Could a lack of women and minorities on corporate boards and leadership positions be the result of gaps in mentoring?
That is what a new study published in the Academy of Management Journal is suggesting. The research found that 28 percent of women and 22 percent of minorities serve on the board of directors for a company, but just 8 percent of women and 5 percent of minorities serve as directors of more than one board.
"This is an important distinction, because holders of multiple board seats tend to be seen by other corporate leaders as members of the corporate elite, or inner circle of corporate leadership, in part because holders of multiple directorships tend to exercise disproportionate influence over corporate policy at each of the firms where they serve as a director," said study co-authors Michael McDonald of the University of Texas San Antonio and James Westphal of the University of Michigan. [See related content: How to Be a Good Mentor]
McDonald and Westphal believe that more minorities and women are not on corporate boards because they are not given the same mentorship opportunities as other board members.
"On average, racial-minority first-time directors are 72 percent less likely [than white males] to be advised by an incumbent director to get the CEO's OK before raising concerns or questions about strategy or policy issues in formal meetings, and they are 69 percent less likely to be advised that directors are expected to provide advice and information to the CEO rather than exercise control over policy and strategy," wrote McDonald and Westphal. "For female first-timers, the comparable figures are 54 percent and 49 percent."

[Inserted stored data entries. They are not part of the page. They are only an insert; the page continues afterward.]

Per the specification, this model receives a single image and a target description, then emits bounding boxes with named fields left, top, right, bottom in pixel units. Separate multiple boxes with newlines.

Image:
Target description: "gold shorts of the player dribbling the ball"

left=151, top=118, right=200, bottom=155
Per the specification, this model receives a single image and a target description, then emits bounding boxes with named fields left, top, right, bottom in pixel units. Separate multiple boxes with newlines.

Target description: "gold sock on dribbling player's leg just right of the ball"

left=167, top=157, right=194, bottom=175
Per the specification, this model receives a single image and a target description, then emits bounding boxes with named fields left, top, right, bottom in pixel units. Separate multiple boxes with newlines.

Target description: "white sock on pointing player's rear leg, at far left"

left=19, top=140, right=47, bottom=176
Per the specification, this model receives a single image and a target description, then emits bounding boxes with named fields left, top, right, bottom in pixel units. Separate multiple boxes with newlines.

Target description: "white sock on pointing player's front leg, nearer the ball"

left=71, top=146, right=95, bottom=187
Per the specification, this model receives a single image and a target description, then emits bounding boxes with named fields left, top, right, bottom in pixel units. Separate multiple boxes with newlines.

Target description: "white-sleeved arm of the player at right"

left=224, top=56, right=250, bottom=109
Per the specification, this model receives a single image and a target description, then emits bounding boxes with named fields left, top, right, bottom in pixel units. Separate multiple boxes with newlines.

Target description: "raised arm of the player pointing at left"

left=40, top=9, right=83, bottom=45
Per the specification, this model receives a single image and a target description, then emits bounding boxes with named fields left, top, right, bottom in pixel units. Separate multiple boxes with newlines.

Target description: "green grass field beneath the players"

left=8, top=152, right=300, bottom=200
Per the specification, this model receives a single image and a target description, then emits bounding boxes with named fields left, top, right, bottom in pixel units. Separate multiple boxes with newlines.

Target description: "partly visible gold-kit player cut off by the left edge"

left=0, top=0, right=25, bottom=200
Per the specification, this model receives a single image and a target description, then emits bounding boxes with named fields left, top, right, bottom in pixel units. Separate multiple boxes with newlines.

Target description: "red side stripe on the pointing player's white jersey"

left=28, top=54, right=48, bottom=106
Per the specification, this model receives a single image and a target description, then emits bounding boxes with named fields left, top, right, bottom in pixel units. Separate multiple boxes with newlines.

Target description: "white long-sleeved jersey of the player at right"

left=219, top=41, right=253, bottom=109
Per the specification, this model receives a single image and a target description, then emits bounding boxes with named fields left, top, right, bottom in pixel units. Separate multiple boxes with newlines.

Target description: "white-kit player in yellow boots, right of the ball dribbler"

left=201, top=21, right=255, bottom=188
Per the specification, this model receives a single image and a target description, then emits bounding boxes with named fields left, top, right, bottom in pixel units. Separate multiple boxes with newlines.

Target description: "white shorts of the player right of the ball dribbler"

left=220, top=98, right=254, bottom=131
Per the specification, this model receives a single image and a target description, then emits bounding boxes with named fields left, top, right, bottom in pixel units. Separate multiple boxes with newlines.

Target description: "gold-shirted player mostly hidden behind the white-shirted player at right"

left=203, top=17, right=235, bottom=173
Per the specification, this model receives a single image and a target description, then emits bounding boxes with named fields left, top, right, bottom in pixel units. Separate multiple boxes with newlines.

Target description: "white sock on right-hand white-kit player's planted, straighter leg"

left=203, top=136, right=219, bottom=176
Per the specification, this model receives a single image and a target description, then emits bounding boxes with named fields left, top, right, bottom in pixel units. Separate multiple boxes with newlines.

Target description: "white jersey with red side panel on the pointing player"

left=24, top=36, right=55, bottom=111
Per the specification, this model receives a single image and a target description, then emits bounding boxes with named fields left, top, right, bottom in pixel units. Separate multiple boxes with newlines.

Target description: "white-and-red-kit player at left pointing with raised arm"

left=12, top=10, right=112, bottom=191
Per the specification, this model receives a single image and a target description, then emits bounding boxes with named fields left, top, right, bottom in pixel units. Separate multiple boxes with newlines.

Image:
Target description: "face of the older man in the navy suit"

The lack of mentorship can manifest itself in a number of ways that hurt board members. Chiefly, the researchers note that without advice and direction, many first-time board members harm their reputation in the eyes of other board members. In turn, that can negatively influence how other board members feel about those first-time members. Dismissing women and minorities can end up hurting companies in a big way, the researchers say.
"Demographic-minority first-time directors tended to have stronger qualifications than white male first-time directors," wrote McDonald and Westphal. "In particular, on average, they had significantly higher levels of management experience, provided higher levels of advice and information to CEOs and demonstrated knowledge and strategic insight that were rated more highly by their peers."
The research was based on approximately 2,500 responses.